With Managed Training, you can visualize your training logs in near real-time using Vertex AI TensorBoard. Simply configure your workload to save logs to a Cloud Storage bucket, and they will be automatically streamed to the TensorBoard interface for analysis.
Prerequisites
Before you begin, ensure you have the following:
- A running Managed Training cluster.
- A Cloud Storage bucket to store your TensorBoard logs. This bucket must be in the same region as your TensorBoard instance. For setup instructions, see Create a Cloud Storage bucket.
- A Vertex AI TensorBoard instance. For creation instructions, see Create a Vertex AI TensorBoard instance.
- The correct IAM permissions. To allow Cloud Storage FUSE to read
from and write to the storage bucket, the service account used by
your cluster's VMs requires the Storage Object User (
roles/storage.objectUser) role.
Enabling Tensorboard upload
To configure the TensorBoard integration for your job, pass the following
arguments using the --extra flag in your Slurm job submission:
tensorboard_base_output_dir: Specifies the Cloud Storage path to upload logs to. For example,gs://my-bucket/my-logs.tensorboard_url: Specifies the Vertex AI TensorBoard instance, experiment, or run URL. If only an instance is provided, a new experiment and run are created. If omitted, the default TensorBoard instance for the project is used. For example,projects/123/locations/us-central1/tensorboards/456.
Example
# Using specific tensorboard instance
sbatch --extra="tensorboard_base_output_dir=<your-cloud-storage-dir>,tensorboard_url=projects/<project-id>/locations/<location>/tensorboards/<tensorboard-instance-id>" your_script.sbatch
Writing logs from your training job
Within your training script, access the AIP_TENSORBOARD_LOG_DIR environment
variable. This variable provides the unique Cloud Storage path where your
script should write its TensorBoard logs.
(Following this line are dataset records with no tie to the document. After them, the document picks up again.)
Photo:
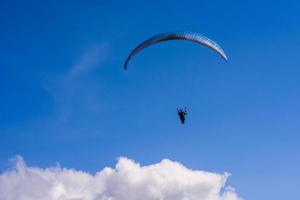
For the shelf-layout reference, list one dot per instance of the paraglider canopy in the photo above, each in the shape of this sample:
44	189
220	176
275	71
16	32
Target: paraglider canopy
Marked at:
177	35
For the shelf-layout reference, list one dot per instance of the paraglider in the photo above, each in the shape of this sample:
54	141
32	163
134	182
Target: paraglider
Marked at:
182	113
177	35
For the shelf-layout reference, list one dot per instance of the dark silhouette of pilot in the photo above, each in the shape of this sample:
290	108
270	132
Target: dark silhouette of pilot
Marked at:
182	114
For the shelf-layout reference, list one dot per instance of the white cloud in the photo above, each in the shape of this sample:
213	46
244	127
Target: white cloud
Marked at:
166	180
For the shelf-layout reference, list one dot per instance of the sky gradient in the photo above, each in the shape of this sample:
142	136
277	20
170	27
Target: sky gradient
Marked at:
65	97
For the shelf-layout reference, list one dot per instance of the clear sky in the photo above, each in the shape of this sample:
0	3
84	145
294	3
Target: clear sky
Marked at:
66	98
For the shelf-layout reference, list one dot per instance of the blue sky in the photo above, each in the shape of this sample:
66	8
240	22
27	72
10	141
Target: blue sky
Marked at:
65	97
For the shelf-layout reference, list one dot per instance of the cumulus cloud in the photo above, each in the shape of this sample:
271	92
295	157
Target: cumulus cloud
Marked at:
166	180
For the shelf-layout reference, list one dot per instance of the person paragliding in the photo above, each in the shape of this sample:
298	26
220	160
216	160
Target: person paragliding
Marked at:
182	113
177	35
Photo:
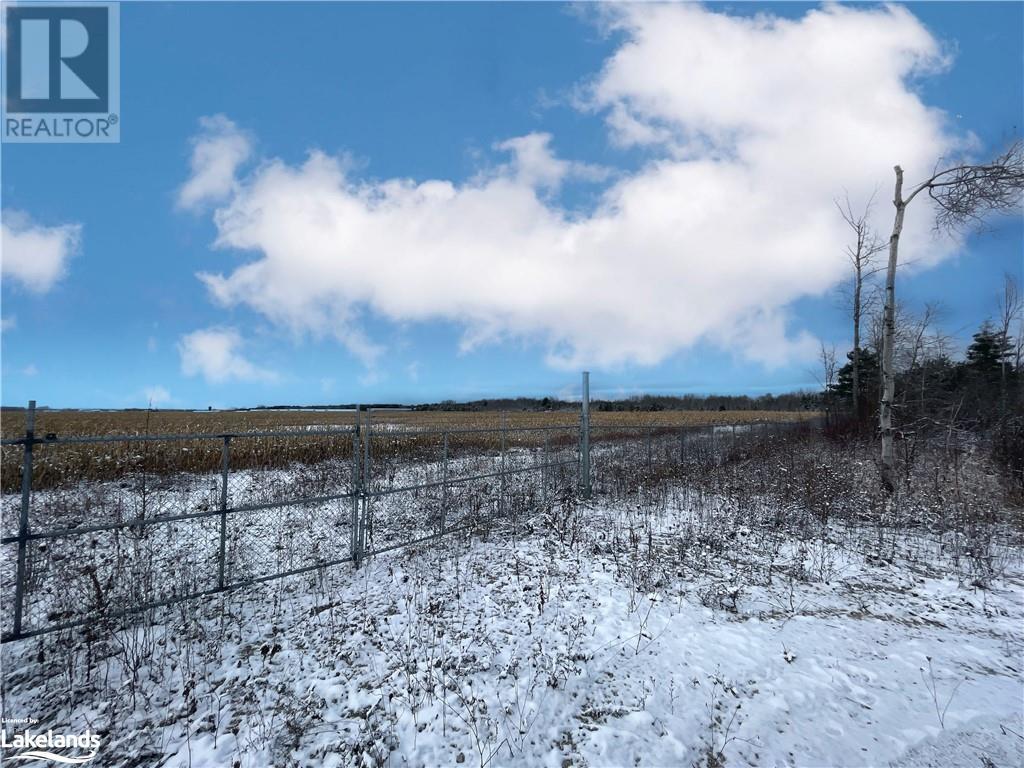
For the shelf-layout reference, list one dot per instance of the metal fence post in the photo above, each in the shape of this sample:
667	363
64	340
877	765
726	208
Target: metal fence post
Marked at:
444	485
585	436
501	497
23	526
365	521
225	460
356	487
544	468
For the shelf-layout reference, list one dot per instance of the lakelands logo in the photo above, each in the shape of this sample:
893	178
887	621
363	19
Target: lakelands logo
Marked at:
43	745
62	67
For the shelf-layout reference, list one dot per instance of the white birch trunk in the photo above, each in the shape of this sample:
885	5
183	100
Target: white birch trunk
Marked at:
888	341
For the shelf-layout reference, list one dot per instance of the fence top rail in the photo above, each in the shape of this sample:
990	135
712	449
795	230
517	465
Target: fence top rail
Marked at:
378	431
79	439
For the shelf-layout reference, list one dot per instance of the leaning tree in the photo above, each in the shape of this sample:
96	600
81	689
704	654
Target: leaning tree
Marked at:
964	195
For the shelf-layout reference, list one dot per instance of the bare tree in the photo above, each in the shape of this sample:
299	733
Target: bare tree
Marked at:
862	254
1011	307
827	358
964	195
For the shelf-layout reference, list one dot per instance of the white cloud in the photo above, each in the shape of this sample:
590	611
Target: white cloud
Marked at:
536	165
213	353
755	125
33	255
156	395
217	152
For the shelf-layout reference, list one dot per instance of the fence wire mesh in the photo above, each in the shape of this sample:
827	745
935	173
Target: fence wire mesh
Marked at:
105	526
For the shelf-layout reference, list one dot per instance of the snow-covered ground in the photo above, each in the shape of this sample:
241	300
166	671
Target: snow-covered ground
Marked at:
670	633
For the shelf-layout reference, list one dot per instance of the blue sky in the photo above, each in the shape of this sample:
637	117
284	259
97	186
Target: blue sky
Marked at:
429	91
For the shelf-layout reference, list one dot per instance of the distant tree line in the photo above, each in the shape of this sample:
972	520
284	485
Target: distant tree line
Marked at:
643	402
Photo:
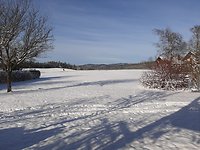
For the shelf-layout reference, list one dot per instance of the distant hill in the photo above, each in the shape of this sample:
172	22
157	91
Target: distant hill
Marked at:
142	65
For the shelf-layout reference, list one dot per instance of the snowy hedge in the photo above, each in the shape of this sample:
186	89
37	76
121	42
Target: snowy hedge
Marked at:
20	75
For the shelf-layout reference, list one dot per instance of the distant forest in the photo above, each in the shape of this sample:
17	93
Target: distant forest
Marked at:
54	64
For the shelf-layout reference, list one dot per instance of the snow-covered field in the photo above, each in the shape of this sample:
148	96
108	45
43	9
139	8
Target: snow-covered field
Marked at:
97	110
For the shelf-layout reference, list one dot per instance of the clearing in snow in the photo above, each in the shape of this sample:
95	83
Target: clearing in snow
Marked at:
97	110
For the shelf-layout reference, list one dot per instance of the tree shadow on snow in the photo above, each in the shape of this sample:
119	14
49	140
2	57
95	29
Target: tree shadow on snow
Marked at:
19	138
96	83
104	135
116	135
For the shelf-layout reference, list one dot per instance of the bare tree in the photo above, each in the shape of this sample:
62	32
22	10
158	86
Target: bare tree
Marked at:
24	34
195	47
170	43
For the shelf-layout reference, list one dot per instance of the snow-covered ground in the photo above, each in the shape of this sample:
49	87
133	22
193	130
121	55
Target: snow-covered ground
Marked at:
97	110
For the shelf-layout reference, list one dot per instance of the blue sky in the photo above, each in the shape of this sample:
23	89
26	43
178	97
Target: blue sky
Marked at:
114	31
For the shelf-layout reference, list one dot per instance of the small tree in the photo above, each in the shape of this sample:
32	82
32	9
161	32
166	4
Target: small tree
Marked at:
24	34
170	44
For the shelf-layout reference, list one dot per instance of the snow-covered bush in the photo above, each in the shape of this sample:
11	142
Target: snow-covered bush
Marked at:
20	75
166	76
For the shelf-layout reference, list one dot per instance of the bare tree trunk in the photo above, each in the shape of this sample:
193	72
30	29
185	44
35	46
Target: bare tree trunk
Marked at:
9	80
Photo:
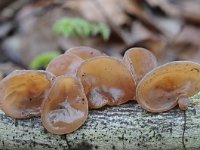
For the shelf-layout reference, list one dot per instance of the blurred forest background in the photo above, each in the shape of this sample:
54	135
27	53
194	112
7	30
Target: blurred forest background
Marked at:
38	30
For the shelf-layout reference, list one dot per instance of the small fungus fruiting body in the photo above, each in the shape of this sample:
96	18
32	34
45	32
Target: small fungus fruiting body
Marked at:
169	85
87	78
106	80
22	92
139	61
64	64
85	52
66	106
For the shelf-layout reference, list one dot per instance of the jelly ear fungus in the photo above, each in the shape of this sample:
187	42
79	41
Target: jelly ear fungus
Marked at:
168	85
66	106
64	64
139	61
23	91
106	81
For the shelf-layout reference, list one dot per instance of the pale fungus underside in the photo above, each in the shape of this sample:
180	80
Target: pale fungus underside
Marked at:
139	61
169	85
64	64
22	92
106	81
66	107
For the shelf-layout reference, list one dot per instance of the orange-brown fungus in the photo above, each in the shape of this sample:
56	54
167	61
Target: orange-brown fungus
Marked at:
22	92
139	61
66	107
169	85
106	80
64	64
85	52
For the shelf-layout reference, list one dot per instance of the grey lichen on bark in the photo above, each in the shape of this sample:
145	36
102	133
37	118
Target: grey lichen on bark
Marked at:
123	127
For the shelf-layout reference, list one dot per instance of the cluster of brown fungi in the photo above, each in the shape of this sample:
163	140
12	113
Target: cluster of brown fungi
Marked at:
84	78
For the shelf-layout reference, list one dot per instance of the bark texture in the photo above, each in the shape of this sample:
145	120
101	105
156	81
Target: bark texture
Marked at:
123	127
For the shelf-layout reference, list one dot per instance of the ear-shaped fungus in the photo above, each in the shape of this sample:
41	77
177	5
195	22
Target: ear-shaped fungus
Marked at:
85	52
66	107
64	64
22	92
169	85
106	80
139	61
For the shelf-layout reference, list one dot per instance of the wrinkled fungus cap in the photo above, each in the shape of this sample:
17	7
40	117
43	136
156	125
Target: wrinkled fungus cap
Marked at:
85	52
106	80
23	91
64	64
139	61
66	107
169	85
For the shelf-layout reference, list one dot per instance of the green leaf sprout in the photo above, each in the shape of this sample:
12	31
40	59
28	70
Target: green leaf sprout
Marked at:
77	27
43	60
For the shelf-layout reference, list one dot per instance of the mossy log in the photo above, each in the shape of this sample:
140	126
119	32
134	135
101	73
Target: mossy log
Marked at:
122	127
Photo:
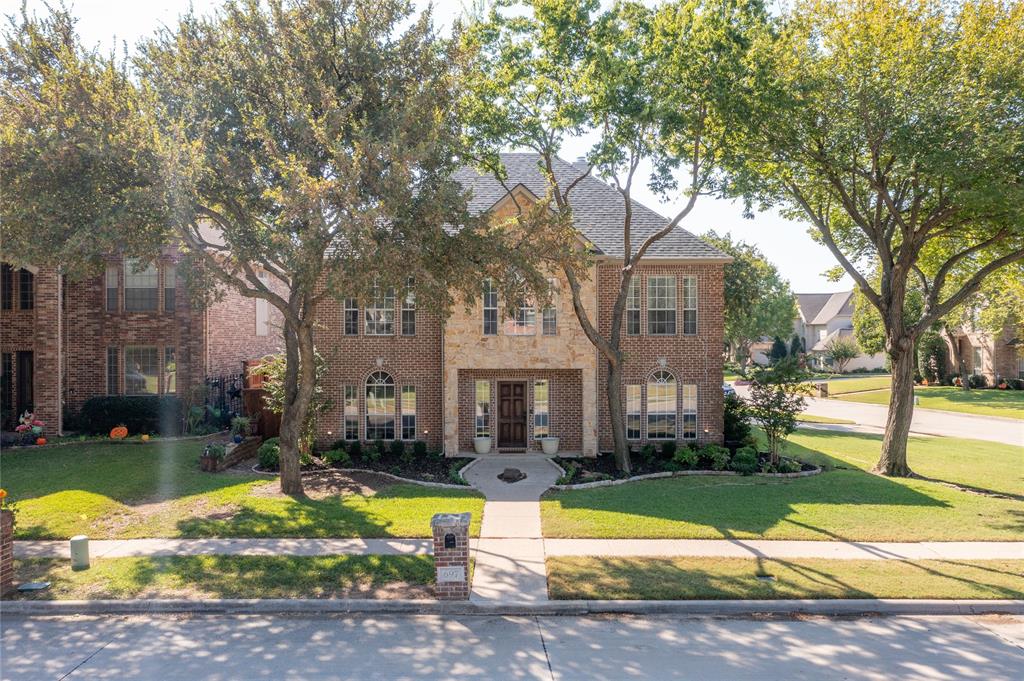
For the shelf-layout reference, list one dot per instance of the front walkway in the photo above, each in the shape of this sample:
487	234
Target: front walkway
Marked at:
510	553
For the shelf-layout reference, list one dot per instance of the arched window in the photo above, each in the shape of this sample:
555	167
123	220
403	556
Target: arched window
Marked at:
662	406
380	407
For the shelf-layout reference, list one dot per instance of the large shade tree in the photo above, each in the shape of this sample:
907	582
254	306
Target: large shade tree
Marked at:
895	128
298	150
647	86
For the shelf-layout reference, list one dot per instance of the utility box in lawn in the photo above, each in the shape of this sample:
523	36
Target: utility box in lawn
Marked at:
451	531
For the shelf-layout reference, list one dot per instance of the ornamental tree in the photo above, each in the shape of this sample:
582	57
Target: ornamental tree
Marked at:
894	128
758	300
297	149
648	86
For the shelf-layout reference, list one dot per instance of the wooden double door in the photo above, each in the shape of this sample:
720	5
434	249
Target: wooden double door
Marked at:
512	414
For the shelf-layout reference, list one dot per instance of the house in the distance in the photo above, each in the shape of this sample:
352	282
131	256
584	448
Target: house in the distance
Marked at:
518	375
130	331
823	316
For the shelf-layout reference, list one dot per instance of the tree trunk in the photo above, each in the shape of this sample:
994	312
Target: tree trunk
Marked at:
893	459
300	377
616	416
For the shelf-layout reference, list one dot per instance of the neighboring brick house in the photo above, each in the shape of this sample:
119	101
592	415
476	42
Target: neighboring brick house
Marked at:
990	355
398	373
130	331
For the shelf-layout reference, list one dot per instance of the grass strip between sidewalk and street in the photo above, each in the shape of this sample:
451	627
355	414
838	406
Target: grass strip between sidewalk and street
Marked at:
231	577
690	579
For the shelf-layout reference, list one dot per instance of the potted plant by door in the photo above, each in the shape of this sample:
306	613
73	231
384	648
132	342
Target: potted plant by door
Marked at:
481	443
550	445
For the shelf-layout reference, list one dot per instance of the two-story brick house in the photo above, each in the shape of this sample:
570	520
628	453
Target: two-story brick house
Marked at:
516	376
130	331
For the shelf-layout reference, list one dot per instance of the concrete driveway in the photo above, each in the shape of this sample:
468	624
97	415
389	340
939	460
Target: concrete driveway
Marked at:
563	648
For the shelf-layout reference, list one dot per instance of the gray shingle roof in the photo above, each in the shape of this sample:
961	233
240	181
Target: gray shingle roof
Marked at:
597	208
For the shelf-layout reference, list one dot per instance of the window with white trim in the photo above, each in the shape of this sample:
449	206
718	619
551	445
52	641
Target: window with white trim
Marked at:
689	305
351	413
633	307
170	286
634	416
689	409
662	305
351	316
409	309
489	300
141	282
662	406
170	371
380	407
409	412
141	370
542	406
112	288
380	312
481	392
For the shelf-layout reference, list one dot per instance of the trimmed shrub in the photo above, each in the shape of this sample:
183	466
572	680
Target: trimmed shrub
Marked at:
714	457
141	414
686	457
744	461
269	454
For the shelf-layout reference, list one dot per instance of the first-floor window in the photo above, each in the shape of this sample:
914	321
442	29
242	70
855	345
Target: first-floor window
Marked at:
633	416
689	398
380	406
662	406
112	371
141	370
170	371
482	392
542	416
409	412
351	413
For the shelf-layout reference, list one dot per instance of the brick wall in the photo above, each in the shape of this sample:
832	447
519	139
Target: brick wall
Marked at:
412	360
692	359
230	333
564	405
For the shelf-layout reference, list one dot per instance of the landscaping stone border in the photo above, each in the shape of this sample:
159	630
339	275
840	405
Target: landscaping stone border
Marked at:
663	474
397	478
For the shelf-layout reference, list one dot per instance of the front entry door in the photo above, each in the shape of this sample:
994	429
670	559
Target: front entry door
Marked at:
512	414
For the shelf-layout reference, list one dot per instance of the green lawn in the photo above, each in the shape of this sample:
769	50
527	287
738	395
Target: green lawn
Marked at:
845	385
982	402
845	502
679	579
133	491
233	577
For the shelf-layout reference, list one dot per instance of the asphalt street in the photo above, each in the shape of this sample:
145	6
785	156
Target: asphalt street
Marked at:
223	647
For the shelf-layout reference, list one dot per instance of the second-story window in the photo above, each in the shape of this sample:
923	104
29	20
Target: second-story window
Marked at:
489	296
112	288
380	312
26	286
409	310
351	316
141	281
170	286
633	307
690	305
662	305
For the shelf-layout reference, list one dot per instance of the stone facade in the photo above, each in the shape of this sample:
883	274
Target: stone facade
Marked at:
76	328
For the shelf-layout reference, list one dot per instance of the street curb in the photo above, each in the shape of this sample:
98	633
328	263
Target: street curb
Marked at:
567	607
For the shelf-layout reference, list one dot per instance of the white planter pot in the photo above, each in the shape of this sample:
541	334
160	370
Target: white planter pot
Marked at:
549	445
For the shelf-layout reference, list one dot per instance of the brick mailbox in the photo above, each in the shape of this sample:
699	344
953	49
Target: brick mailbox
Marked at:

The path follows this structure:
gs://<your-cloud-storage-path>/<cluster-id>-<cluster-uuid>/tensorboard/job-<job-id>/
The following example shows a complete workflow with two key components: the Slurm submission script that configures the job, and the Python training script that reads the environment variable to write its logs.
Slurm Job Script (simple_job.sbatch):
#!/bin/bash
#SBATCH --job-name=tensorboard-simple-test
#SBATCH --output=tensorboard-simple-test-%j.out
# Activate your Python virtual environment if needed
# source /path/to/your/venv/bin/activate
python3 simple_logger.py
Python Script (simple_logger.py):
import tensorflow as tf
import os
# Get the log directory from the environment variable
log_dir = os.environ.get("AIP_TENSORBOARD_LOG_DIR")
print(f"Writing TensorBoard logs to: {log_dir}")
writer = tf.summary.create_file_writer(log_dir)
with writer.as_default():
for step in range(10):
# Simulate some metrics
loss = 1.0 - (step * 0.1)
accuracy = 0.6 + (step * 0.04)
# Log the metrics
tf.summary.scalar('loss', loss, step=step)
tf.summary.scalar('accuracy', accuracy, step=step)
writer.flush()
print(f"Step {step}: loss={loss:.4f}, accuracy={accuracy:.4f}")
writer.close()
print(f"--- Finished writing metrics to {log_dir} ---")
Real-time Log Synchronization
To visualize metrics from a running job, you must periodically close and
recreate the summary writer in your training code. This is necessary because
gcsfuse only syncs log files to Cloud Storage once they are closed. This
"flushing" technique ensures that intermediate results are visible in the
TensorBoard console before the job completes.
Viewing Vertex AI TensorBoard
Once your job is submitted, you can monitor its progress by going to the to the Vertex AI Experiments page in the Google Cloud console.